José Paulo Cavalcanti Filho, Blog do Noblat
O 21º CinePE, que aconteceria entre 23 e 29 de maio, foi
adiado. Por conta de cineastas que protestaram pela inclusão, na programação,
de dois filmes: um, sobre o filósofo Olavo de Carvalho (“O Jardim das
Aflições”); outro, sobre o Real (“O plano por trás da história”). Retiraram
seus filmes da mostra gritando “Fora Temer!”. E se dizem defensores da
democracia. Perdão, senhores, mas vão ter que escolher. Uma coisa ou outra. Censores
ou democratas.
Não ficaram sozinhos, nesse gesto heróico. Logo outros, que
se intitularam críticos de cinema, assinaram Manifesto (15/5/2017) concordando
com o direito legítimo de não compactuar com a formação de uma tribuna para o
pensamento ultraconservador que ora se vê encorajado pelo governo Temer. Para
esses, mais importantes que os filmes em si, a liberdade de pensar e dizer, ou
a própria democracia, é gritar “Fora Temer!”. A chacun son temps, como no
provérbio francês.
A intolerância não tem pátria. Em Cannes, este ano, os
filmes “Okja” e “The Meyerowitz Stories” acabaram boicotados. Por virem de duas
empresas imperialistas, Netflix e Amazon. E por serem destinados a outras
telas. Não foram considerados filmes. E acabaram fora das premiações. O
presidente da HBO ponderou – Um filme é um filme, não importa se exibido em
cinema, televisão, computador ou celular. Com toda razão. Menos para os
cineastas bolivarianos que se deliciavam na bela riviera francesa.
Nos tempos de Hitler, um filme que falasse bem dos judeus
jamais seria exibido nos cinemas alemães. Caberia então perguntar, aos
cineastas/revolucionários de agora, se diriam lá o que dizem aqui – Vida e
cinema não se distinguem. Caso em que apoiariam o Kaiser.
Na ditadura militar, caso fosse proibida a exibição de filme
sobre um intelectual de esquerda, diriam todos que seria censura. Inclusive
esses mesmos cineastas/ revolucionários de agora, imagino. Já filme sobre um
intelectual conservador, eles protestam. Antes, era censura. Agora, só um gesto
democrático. Pungente e glorioso. Escusas, senhores, mas prefiro ficar com o
poeta Fernando Pessoa (Ricardo Reis, “Odes”, 30/7/1914), Só na ilusão de
liberdade/ A liberdade existe.
Não espanta que cineastas/militantes explicitem suas
ideologias.
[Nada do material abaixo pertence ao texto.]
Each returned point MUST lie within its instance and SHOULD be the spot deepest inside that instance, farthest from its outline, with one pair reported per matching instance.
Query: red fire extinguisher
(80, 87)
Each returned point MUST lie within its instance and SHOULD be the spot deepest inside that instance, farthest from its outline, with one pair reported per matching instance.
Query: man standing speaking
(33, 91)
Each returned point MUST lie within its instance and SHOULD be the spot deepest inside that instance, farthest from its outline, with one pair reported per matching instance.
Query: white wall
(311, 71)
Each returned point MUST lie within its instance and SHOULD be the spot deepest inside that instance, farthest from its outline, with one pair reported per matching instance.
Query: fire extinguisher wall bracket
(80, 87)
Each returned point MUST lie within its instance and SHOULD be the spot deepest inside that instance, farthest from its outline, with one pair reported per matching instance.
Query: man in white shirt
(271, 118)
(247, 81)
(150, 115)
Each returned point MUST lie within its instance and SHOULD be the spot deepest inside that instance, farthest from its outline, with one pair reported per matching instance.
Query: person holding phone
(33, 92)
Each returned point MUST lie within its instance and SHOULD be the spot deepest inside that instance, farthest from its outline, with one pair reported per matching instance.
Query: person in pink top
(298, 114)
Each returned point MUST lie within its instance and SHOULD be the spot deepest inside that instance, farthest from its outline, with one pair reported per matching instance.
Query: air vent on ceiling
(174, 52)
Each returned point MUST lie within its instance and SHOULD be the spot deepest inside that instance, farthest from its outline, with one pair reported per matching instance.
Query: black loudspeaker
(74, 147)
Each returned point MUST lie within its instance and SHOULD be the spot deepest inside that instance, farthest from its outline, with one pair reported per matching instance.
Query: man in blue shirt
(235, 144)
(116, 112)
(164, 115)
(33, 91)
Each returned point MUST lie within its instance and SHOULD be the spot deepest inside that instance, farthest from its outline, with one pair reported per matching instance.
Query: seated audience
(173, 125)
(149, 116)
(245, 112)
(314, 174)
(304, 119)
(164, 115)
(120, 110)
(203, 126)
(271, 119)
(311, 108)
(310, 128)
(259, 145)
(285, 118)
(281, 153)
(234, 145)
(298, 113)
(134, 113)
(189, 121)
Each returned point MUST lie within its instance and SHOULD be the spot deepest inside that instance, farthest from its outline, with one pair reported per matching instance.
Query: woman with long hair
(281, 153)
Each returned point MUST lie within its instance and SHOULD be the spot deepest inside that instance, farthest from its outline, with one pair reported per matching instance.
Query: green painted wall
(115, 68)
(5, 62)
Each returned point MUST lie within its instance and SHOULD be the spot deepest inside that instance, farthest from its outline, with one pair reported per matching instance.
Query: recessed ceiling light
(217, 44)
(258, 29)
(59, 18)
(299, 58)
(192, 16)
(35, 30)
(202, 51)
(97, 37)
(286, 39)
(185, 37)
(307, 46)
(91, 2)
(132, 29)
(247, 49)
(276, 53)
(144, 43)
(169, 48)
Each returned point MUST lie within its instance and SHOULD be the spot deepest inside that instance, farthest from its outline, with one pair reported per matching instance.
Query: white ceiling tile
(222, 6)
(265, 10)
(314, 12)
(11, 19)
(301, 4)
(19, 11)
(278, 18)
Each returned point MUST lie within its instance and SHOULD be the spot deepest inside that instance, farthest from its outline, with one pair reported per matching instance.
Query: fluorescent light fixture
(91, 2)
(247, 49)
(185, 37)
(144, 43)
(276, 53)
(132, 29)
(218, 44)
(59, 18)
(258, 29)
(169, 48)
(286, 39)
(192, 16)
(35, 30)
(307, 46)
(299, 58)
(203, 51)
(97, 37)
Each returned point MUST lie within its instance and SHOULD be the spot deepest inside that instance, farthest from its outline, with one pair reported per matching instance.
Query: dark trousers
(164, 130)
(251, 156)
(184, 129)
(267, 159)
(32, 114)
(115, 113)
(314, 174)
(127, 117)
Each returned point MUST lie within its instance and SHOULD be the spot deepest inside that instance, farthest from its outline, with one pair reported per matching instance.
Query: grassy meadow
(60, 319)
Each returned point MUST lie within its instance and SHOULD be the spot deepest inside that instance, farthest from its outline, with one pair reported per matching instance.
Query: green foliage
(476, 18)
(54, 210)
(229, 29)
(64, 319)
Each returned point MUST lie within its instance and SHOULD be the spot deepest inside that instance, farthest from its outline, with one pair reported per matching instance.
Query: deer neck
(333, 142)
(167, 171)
Em prática aberta de censura. O espantoso é que, agindo assim,
também se intitulem democratas. Democracia é algo diferente, senhores. É coisa
séria. É a arte de conviver. Inclusive com pessoas que não pensam como a gente.
Que não dizem o que gostaríamos de ouvir. Que fazem filmes, quaisquer de que
sejam, diferentes do que preferimos ver. O que esses corajosos cineastas
fizeram foi, digamos com todas as letras, censura. A mais clara. A mais
intolerante. A mais insensata.
A direção da CinePE respondeu educadamente. Mais do que
talvez devesse. Declarando respeito aos valores básicos da liberdade, quais
sejam o direito de expressão, o respeito à pluralidade e o combate ao
instrumento de censura. Mas, alvíssaras, tudo foi agora refeito. E o festival,
afinal, será realizado. Entre 27/6 e 3/7. A partir da próxima terça, pois.
Ainda bem. Em 1985, depois de 20 anos de chumbo, iniciamos, no Ministério da
Justiça, o movimento Censura Nunca Mais. É lamentável que, 32 anos depois,
ainda seja necessário dizer Abaixo a Censura.